Aku terjatuh dari motor semalam. Sakitnya masih terasa hingga saat ini. Membuatku berjalan tertatih-tatih. Apalagi ketika harus naik ataupun turun melalui anak tangga di tempatku bekerja. Duh…susah sekali. Aku merasa jauh lebih tua dari usiaku yang sebenarnya.

Semalam memang berat sekali di Porong. Banjir selutut menyeruak sampai di pintu gerbang tol. Untung Varioku nggak mogok. Padahal ada banyak kuda besi lain yang mulai rewel-rewel. Meraung-raung fals karena knalpotnya mulai kemasukan air. Sementara itu, mobil-mobil pribadi pun juga hanya mampu berdehem-dehem pasrah. Dikepung oleh serbuan air dan himpitan truk-truk besar yang berdiri angkuh tanpa budaya.
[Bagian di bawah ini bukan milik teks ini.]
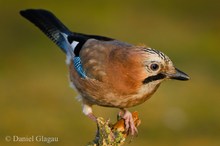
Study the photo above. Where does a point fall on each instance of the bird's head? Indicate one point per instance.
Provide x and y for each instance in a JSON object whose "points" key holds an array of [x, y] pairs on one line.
{"points": [[159, 67]]}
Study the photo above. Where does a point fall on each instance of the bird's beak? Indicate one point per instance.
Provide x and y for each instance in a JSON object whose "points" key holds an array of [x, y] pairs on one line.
{"points": [[179, 75]]}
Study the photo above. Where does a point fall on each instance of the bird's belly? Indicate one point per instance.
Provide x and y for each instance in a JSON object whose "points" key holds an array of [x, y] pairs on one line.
{"points": [[110, 98]]}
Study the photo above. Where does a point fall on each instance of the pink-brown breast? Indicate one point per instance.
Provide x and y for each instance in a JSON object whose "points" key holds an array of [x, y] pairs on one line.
{"points": [[114, 75]]}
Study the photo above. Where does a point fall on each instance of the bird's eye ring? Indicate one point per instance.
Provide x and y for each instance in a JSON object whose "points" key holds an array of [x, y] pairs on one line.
{"points": [[154, 67]]}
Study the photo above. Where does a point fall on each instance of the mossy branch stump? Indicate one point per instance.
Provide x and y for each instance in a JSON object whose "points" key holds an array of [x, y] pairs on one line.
{"points": [[112, 134]]}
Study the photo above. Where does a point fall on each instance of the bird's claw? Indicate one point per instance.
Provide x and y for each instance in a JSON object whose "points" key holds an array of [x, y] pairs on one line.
{"points": [[129, 123]]}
Porong memang tidak seperti dulu.

Dahulu Porong sempat ngetop karena seorang Marsinah, buruh wanita yang memperjuangkan hak-haknya. Entah karena terlalu idealis atau memang karena resek sehingga nggak bisa diam, perjuangan Marsinah membuat merah telinga Sang Penguasa. Yang jelas, beberapa waktu kemudian Marsinah sudah ditemukan dalam keadaan mengenaskan tanpa nyawa.

Porong juga merupakan kota yang dinamis. Sebagai pintu gerbang menuju daerah delta Surabaya, peran kota ini dalam menggerakkan roda perekonomian Jawa Timur bagian timur sangatlah strategis. Ibaratnya, sebelum engkau bisa menyentuh peradaban Surabaya, lewati Porong dahulu dengan keruwetan pasarnya.
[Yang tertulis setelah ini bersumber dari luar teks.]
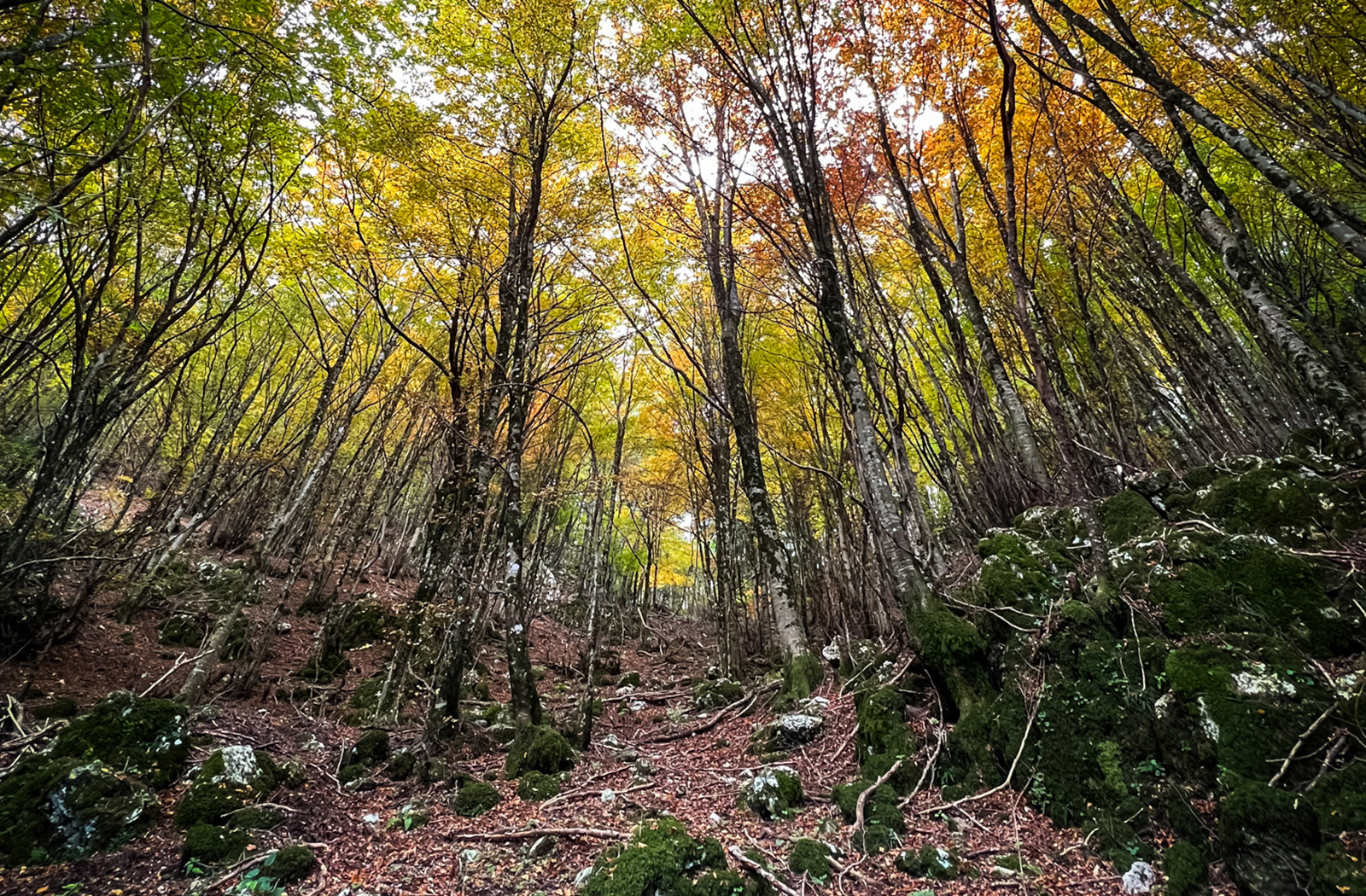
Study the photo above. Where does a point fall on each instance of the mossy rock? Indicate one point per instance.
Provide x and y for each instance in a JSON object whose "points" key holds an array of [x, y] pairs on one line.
{"points": [[929, 861], [402, 766], [883, 820], [65, 809], [290, 864], [475, 798], [772, 793], [663, 859], [1127, 515], [256, 818], [211, 844], [371, 748], [1268, 837], [143, 736], [812, 858], [884, 736], [717, 694], [801, 677], [229, 782], [539, 748], [1188, 871], [534, 786]]}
Tapi saat ini, Porong tak ubahnya sebagai seorang pesakitan. Kota ini harus menerima kenyataan bahwa di bawah lapisan tanahnya terdapat sebuah mud volcano maha besar yang mencoba untuk menerobos keluar. Porong mulai kehilangan kepercayaannya, seiring dengan merosotnya kepercayaan warganya terhadap Pemerintah yang menegaskan bahwa fenomena ini merupakan intervensi alam dan bukan dipicu oleh tangang-tangan jahil manusia.
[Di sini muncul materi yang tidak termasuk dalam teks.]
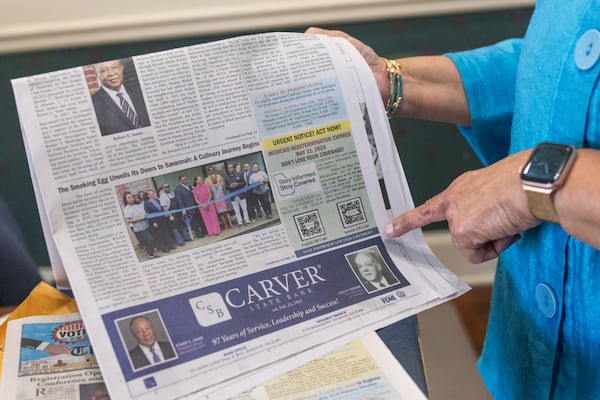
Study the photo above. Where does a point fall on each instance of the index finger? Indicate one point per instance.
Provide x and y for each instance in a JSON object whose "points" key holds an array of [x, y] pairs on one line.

Bagiku, dinamika Porong hanya bagian dari masa lalu. Saat ini terdapat danau lumpur raksasa yang tidak pernah engkau jumpai sebelumnya, paling tidak dalam 10 tahun terakhir di kota ini. Semalam aku sempat melintasi jalan di depan danau mud volcano itu. Banjir membuat perjalanku sangat terhambat. Gelembung-gelembung gas kulihat muncul dari dalam air di berbagai sudut jalan. Menandakan bahwa sebenarnya ada potensi energi di bawah lapisan tanah Porong.

Banjir mulai surut ketika aku memasuki pusat kota Porong. Segera kupacu motorku dengan penuh nafsu karena yang terbayang di pelupuk mataku hanya bantal guling plus tempat tidurku. Karena kurang waspada, terjerembablah aku di ujung jalan sana.